Oh, wait - I don't have any books or videos overdue at the library, and we did finish the weaving class, so, maybe I'm not such a procrastinator after all. In fact, I think I will work on my writing for my class right now. Just saying it makes me feel better.


Thursday, January 23, 2014

Dialogue With My Sewing Machine

Below is a writing exercise assigned by the instructor of an online creative writing course I'm taking. It seemed like a fun exercise at the time, but maybe it's just silly.


Me: I really should put you back in the cabinet.

Sewing Machine: Why? I couldn’t see anything in there.

Me: But you are taking up space that I could use for something else.

SM: So what? This cabinet top is a mess anyway.

Me: I know. But if I put you away, I could straighten it up.

SM: You know what’s here; you don’t need, and probably won’t, get it in any sort of order,

Me: You’re right. But Den thinks you look messy. Besides, if I put you away, you will stay cleaner.

SM: I’m not so sure that would happen. What about all the dog hair flying around? It would just catch in my parts and never get dusted off. At least now there’s a slight chance I’ll get wiped down every couple of weeks. Now I have a question for you – why don’t you ever use me anymore?

Me: No time.

SM: You could make time. You’re making time for this course; you make time to knit. Why can’t you make time to sew?

Me: I don’t know. I used to sew a lot.

SM: I know. We made lots of things together; I bet we could again.

Me: But I was never very good. Well, maybe the down vests and jacket were good, but those were kits. I don’t really know how to sew very well.


SM: And you never will if you don’t practice. Think about it.


Saturday, January 4, 2014

Human Hibernation?

It seems that all I want to do this time of year is sleep. And eat, but we won't talk about that. If I ignore it, it will go away, right? Is this always being tired a way of coping with the cold and dark? Or do I suffer just a bit from SAD?

I have always liked winter, or at least I did after I learned to cross country ski (Thanks, Ginny). It is the perfect time to get outside and enjoy the trees and bushes stripped of their greenery, with the bare branches dark against the snow. And the snow - sparkling like crystals; nothing is more beautiful.
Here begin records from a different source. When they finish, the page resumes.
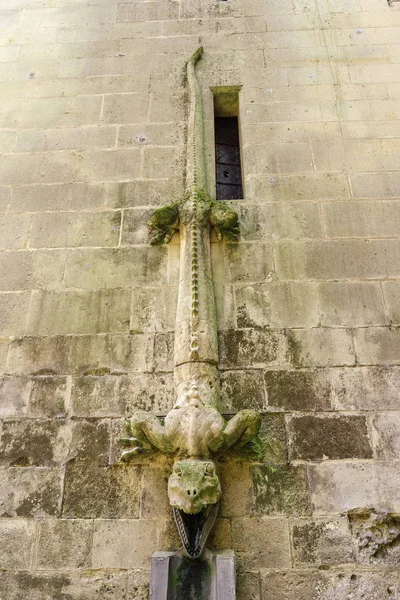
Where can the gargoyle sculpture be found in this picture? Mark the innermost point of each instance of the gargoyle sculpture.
(194, 430)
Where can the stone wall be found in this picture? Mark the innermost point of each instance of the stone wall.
(93, 118)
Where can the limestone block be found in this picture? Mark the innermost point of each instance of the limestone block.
(164, 344)
(164, 163)
(74, 196)
(48, 397)
(251, 348)
(298, 390)
(154, 493)
(16, 543)
(68, 165)
(376, 536)
(311, 186)
(377, 346)
(248, 586)
(337, 487)
(375, 185)
(273, 439)
(65, 230)
(325, 437)
(153, 134)
(97, 396)
(22, 270)
(345, 259)
(322, 542)
(14, 396)
(125, 108)
(281, 490)
(5, 195)
(361, 219)
(76, 585)
(153, 308)
(319, 585)
(59, 355)
(110, 268)
(260, 542)
(225, 306)
(14, 308)
(292, 304)
(135, 229)
(366, 388)
(29, 492)
(96, 492)
(275, 221)
(276, 157)
(34, 443)
(90, 442)
(64, 544)
(236, 490)
(385, 434)
(78, 138)
(144, 193)
(391, 292)
(155, 11)
(76, 312)
(44, 113)
(148, 391)
(242, 390)
(351, 304)
(233, 263)
(4, 348)
(320, 347)
(125, 544)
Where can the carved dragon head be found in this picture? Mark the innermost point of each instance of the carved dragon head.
(194, 492)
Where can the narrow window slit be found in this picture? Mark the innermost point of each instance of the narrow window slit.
(228, 169)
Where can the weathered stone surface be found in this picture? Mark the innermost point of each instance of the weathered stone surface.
(386, 435)
(242, 389)
(95, 492)
(351, 304)
(250, 348)
(366, 388)
(291, 304)
(321, 437)
(78, 585)
(281, 490)
(97, 396)
(16, 542)
(318, 585)
(377, 536)
(64, 544)
(261, 542)
(30, 492)
(337, 487)
(322, 542)
(34, 443)
(320, 347)
(298, 390)
(63, 313)
(124, 544)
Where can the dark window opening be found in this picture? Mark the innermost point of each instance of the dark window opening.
(227, 159)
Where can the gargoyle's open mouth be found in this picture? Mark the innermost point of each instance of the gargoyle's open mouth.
(194, 529)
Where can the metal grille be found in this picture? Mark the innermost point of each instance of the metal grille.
(227, 159)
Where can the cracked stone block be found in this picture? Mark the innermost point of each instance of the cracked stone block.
(93, 492)
(64, 544)
(320, 437)
(281, 489)
(322, 542)
(298, 390)
(377, 536)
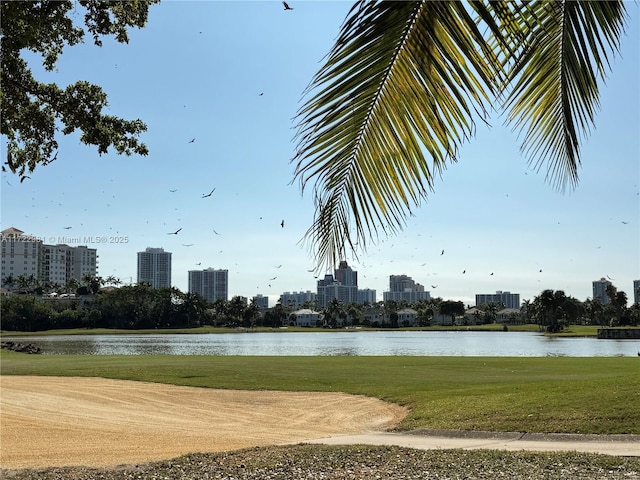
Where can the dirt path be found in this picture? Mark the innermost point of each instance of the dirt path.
(57, 421)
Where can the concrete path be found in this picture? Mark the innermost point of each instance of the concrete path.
(617, 445)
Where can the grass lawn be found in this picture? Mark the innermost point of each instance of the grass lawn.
(546, 394)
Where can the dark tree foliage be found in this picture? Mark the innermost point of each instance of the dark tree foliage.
(33, 112)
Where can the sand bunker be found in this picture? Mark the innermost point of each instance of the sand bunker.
(62, 421)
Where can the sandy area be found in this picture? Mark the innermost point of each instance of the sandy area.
(58, 421)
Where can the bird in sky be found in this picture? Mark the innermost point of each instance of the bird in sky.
(205, 195)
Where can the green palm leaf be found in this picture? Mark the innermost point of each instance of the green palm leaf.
(555, 90)
(398, 94)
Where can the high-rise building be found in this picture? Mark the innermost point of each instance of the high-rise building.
(346, 275)
(63, 263)
(600, 290)
(404, 288)
(330, 288)
(210, 283)
(154, 267)
(297, 299)
(508, 299)
(26, 255)
(366, 295)
(261, 301)
(21, 255)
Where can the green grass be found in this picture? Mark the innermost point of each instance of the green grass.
(547, 394)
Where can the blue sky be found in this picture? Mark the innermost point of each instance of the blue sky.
(231, 76)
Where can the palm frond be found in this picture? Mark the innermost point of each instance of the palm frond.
(555, 92)
(397, 96)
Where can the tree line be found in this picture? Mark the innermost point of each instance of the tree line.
(36, 307)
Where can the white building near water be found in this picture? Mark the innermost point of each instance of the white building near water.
(154, 267)
(210, 283)
(306, 317)
(26, 255)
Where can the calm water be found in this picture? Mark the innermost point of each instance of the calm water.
(500, 344)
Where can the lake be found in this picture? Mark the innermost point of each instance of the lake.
(360, 343)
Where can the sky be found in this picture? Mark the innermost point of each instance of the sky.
(219, 84)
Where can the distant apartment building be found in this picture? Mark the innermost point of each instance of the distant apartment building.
(346, 275)
(62, 263)
(26, 255)
(366, 296)
(210, 283)
(343, 287)
(21, 255)
(600, 290)
(297, 299)
(508, 299)
(261, 301)
(154, 267)
(404, 288)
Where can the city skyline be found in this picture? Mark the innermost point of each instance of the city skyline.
(213, 283)
(216, 187)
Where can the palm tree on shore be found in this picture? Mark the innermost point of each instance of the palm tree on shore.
(406, 83)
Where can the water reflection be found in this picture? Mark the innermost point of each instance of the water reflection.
(394, 343)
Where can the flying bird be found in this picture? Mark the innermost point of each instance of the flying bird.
(205, 195)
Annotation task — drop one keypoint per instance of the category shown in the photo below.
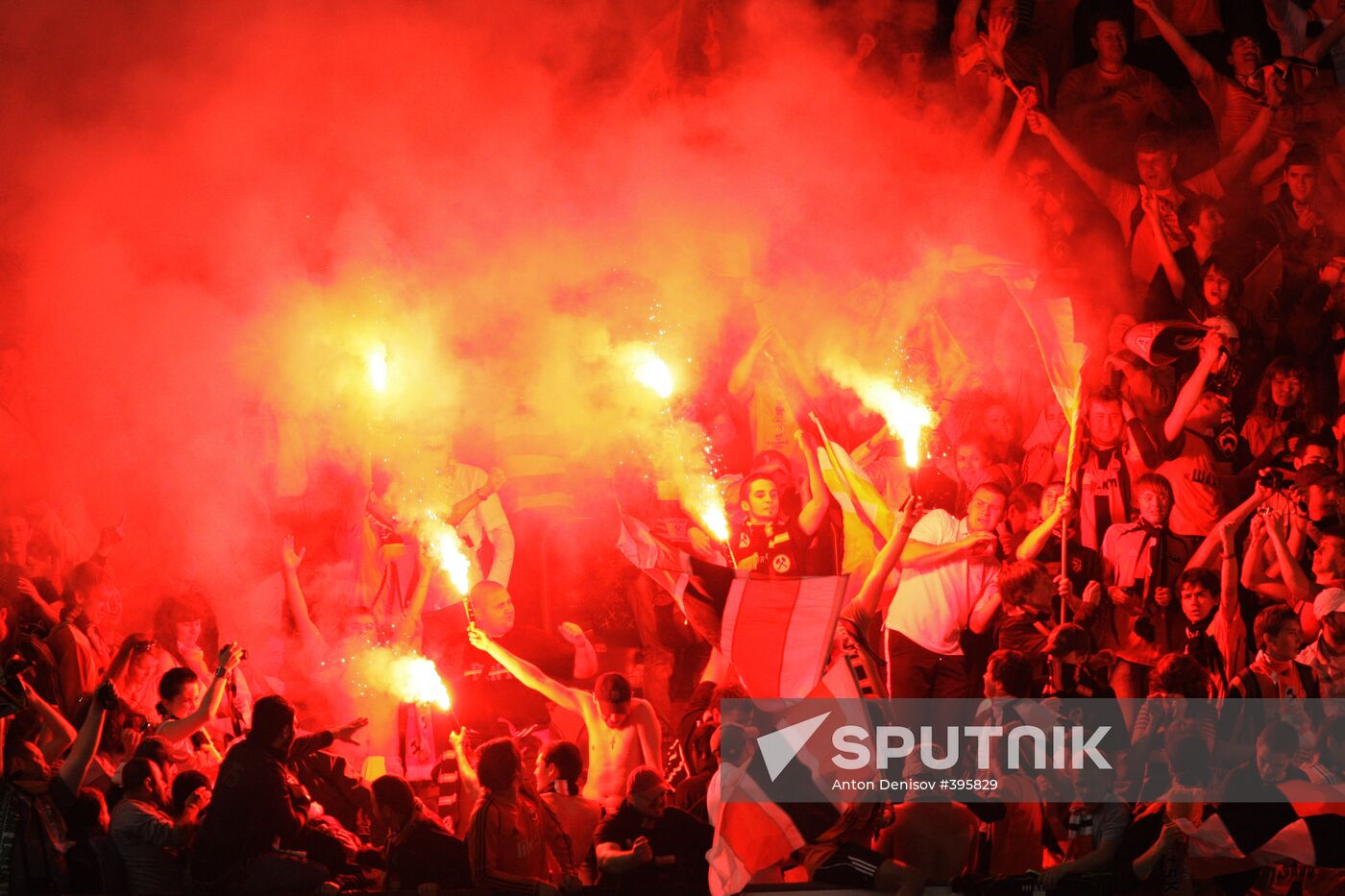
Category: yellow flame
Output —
(406, 675)
(652, 373)
(377, 361)
(706, 506)
(447, 550)
(904, 413)
(908, 419)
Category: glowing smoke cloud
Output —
(406, 675)
(905, 415)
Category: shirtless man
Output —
(623, 731)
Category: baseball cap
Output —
(1331, 600)
(1226, 327)
(645, 778)
(1065, 640)
(612, 688)
(1314, 475)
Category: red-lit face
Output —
(1244, 57)
(96, 604)
(1156, 168)
(1286, 388)
(188, 633)
(1302, 182)
(971, 462)
(1153, 505)
(763, 503)
(15, 534)
(1196, 601)
(985, 510)
(1217, 287)
(1271, 765)
(1210, 227)
(495, 615)
(185, 702)
(141, 666)
(1284, 644)
(1106, 423)
(1329, 560)
(1314, 455)
(998, 423)
(1110, 43)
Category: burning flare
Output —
(705, 505)
(905, 415)
(649, 370)
(406, 675)
(447, 550)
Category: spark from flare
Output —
(406, 675)
(706, 506)
(652, 373)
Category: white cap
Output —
(1329, 601)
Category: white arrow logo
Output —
(780, 747)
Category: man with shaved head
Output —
(486, 697)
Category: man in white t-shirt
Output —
(1147, 210)
(948, 584)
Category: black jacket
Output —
(253, 806)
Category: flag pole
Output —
(1071, 463)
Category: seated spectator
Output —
(930, 837)
(1274, 688)
(623, 732)
(1026, 593)
(90, 851)
(42, 795)
(513, 835)
(419, 851)
(253, 806)
(1096, 822)
(190, 787)
(152, 842)
(648, 846)
(560, 765)
(1328, 764)
(1180, 695)
(1274, 763)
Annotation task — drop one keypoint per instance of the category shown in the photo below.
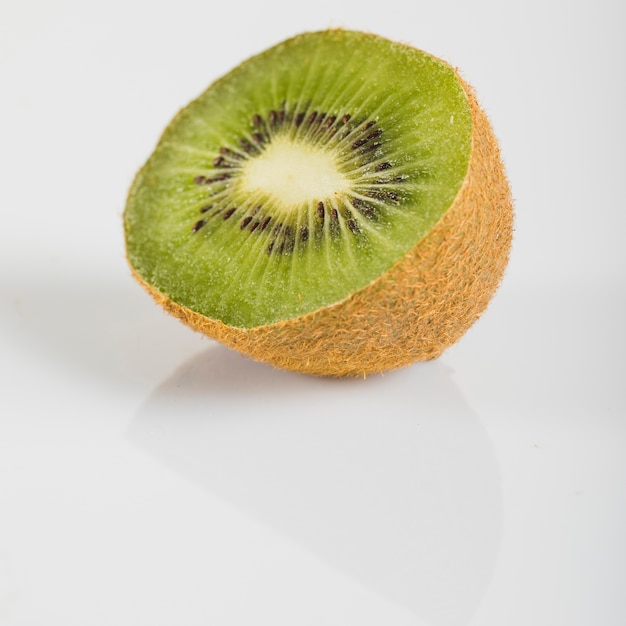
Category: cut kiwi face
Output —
(305, 204)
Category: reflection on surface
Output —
(390, 480)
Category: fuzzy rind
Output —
(414, 311)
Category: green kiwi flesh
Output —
(299, 178)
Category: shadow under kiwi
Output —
(391, 480)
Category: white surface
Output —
(151, 477)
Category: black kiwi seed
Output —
(363, 140)
(231, 153)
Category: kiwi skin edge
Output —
(412, 312)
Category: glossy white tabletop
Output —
(149, 476)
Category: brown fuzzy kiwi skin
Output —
(415, 310)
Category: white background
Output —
(151, 477)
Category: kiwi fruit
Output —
(335, 205)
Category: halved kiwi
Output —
(335, 205)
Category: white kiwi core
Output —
(294, 173)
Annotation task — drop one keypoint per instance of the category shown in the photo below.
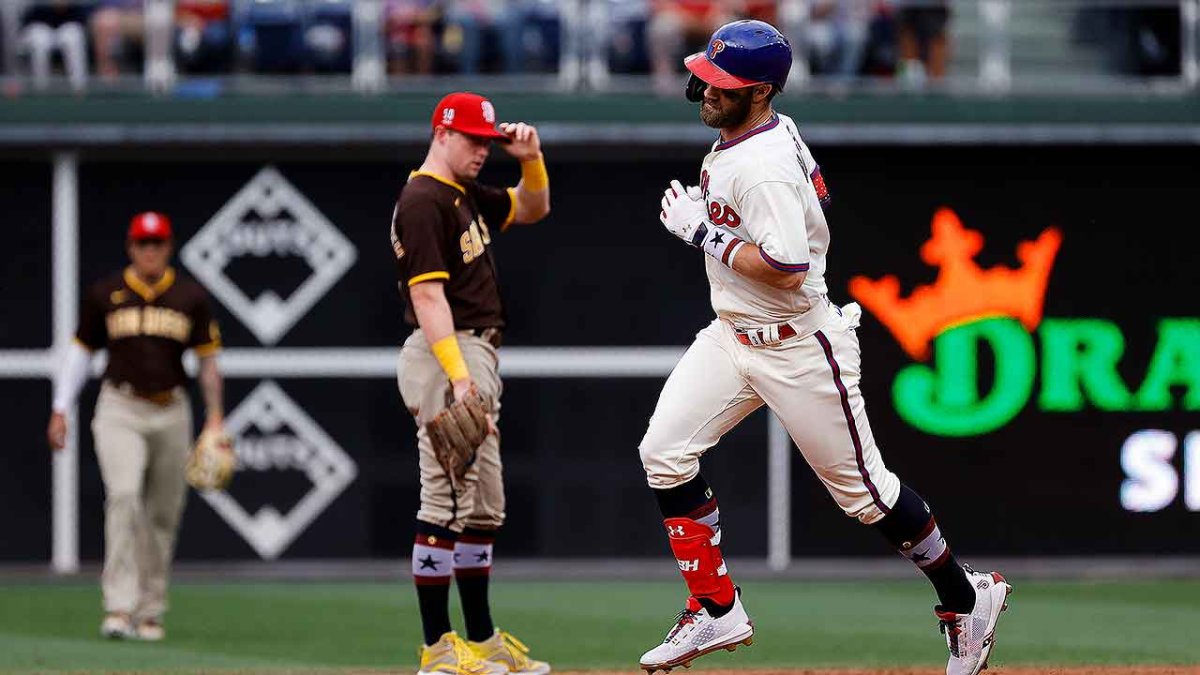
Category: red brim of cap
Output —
(484, 132)
(706, 70)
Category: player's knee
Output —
(874, 500)
(660, 469)
(123, 502)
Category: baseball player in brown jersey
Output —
(147, 317)
(442, 233)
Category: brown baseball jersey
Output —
(442, 230)
(148, 328)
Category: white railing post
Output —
(65, 483)
(779, 495)
(370, 71)
(160, 34)
(995, 63)
(573, 45)
(1189, 53)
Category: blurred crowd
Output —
(840, 39)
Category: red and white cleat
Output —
(697, 632)
(972, 635)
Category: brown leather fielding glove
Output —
(457, 431)
(213, 461)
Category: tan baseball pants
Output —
(142, 448)
(478, 502)
(810, 381)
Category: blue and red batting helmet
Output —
(741, 54)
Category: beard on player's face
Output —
(726, 108)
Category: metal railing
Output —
(995, 47)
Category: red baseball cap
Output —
(149, 225)
(468, 113)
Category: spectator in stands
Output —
(678, 27)
(924, 47)
(204, 35)
(57, 25)
(117, 29)
(516, 24)
(412, 41)
(328, 35)
(838, 35)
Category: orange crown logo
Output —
(963, 291)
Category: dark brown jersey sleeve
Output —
(419, 238)
(93, 332)
(205, 336)
(497, 205)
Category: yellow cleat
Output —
(451, 656)
(504, 649)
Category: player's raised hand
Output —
(683, 215)
(57, 431)
(525, 142)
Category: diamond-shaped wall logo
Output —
(285, 437)
(269, 217)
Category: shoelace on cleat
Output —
(516, 649)
(467, 658)
(684, 617)
(951, 628)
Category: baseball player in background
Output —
(757, 214)
(147, 317)
(442, 233)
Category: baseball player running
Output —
(777, 340)
(147, 317)
(448, 371)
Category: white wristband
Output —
(723, 245)
(71, 377)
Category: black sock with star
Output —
(472, 572)
(432, 567)
(912, 530)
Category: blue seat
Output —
(329, 35)
(273, 35)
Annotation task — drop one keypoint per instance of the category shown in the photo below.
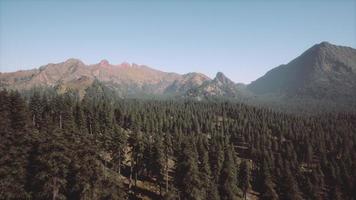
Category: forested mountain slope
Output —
(58, 146)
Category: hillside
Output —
(57, 146)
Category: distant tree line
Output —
(63, 146)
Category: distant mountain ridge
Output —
(324, 71)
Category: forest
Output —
(98, 146)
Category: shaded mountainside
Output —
(323, 71)
(323, 75)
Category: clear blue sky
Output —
(243, 39)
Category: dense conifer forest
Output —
(63, 146)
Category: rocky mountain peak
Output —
(220, 77)
(104, 63)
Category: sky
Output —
(242, 39)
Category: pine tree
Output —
(244, 178)
(228, 181)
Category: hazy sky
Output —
(243, 39)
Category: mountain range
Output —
(324, 71)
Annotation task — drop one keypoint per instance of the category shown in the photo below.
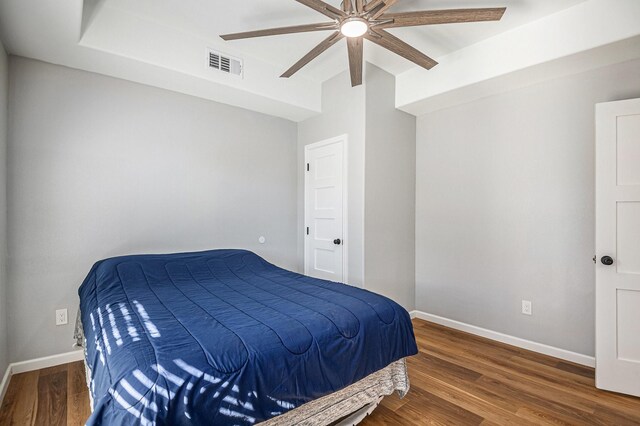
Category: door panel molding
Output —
(618, 236)
(308, 220)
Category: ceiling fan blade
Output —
(356, 53)
(324, 8)
(433, 17)
(327, 43)
(282, 30)
(381, 9)
(369, 6)
(399, 47)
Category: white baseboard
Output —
(564, 354)
(48, 361)
(37, 364)
(4, 385)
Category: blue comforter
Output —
(224, 337)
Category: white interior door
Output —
(324, 210)
(618, 246)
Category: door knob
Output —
(607, 260)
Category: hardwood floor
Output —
(456, 379)
(49, 397)
(461, 379)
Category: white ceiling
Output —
(208, 20)
(164, 43)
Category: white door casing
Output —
(618, 236)
(325, 210)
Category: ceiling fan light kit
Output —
(354, 27)
(368, 20)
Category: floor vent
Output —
(225, 63)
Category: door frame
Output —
(345, 216)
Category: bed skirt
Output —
(330, 408)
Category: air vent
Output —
(225, 63)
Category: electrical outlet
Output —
(61, 317)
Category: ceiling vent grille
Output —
(225, 63)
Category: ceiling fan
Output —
(368, 20)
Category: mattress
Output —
(224, 337)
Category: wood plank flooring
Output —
(456, 379)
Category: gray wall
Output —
(343, 110)
(505, 208)
(4, 86)
(390, 176)
(101, 167)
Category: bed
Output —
(225, 337)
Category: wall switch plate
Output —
(61, 317)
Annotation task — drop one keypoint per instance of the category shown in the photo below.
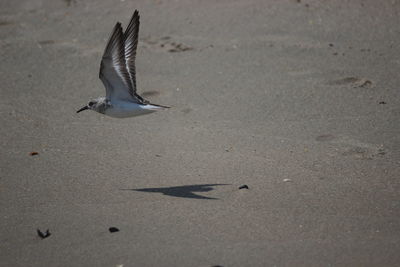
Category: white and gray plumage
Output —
(118, 74)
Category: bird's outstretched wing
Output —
(114, 72)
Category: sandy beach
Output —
(297, 99)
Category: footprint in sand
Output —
(352, 81)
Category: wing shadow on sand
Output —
(186, 191)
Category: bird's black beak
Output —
(82, 109)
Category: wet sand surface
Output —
(298, 100)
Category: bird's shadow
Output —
(185, 191)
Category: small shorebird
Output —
(117, 72)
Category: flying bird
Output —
(117, 72)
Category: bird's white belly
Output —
(126, 110)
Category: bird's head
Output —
(93, 105)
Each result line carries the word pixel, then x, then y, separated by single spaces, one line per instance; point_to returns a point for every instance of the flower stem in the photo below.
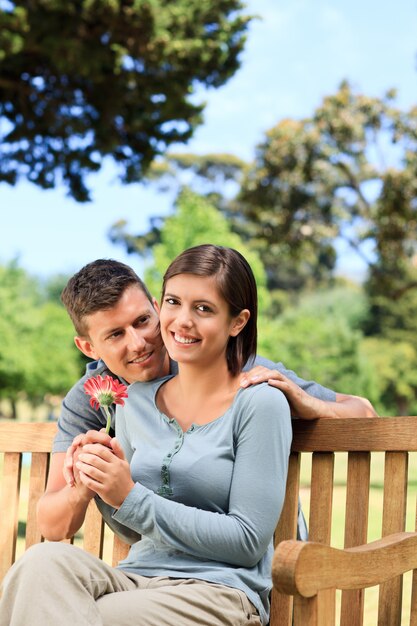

But this year, I haven't even thought about skiing, probably because I now have a tendency to break something when I fall. The snow is still beautiful, the stars seem to shine more brightly than at other times of the year, but I just don't seem to want to be outside as much. The couch next to the fireplace is very comfortable, and there are lots of books just waiting to be read. The problem is, my eyes want to close, all on their own, when I get warm and cozy in the living room. I think it has to do with hibernation.

It wouldn't surprise me if, thousands of years ago, humans were able to curl up in caves and take a long winter nap, just like bears. How else were they going to survive the freezing cold? Those skimpy animal loin cloths certainly weren't going to keep them from freezing their tushes off. And did you see the article about the Swedish snowmobilers who found a man who had been trapped in his car for two months? He was still alive! Doctors think that because his core body temperature dropped to 88 degrees F. and he kept very still, he was able to survive.

Doesn't this prove humans can hibernate? Not that I would want to try to survive an ordeal like the Swedish man, but maybe I can use this human hibernation as an excuse to take my afternoon nap every day without feeling guilty.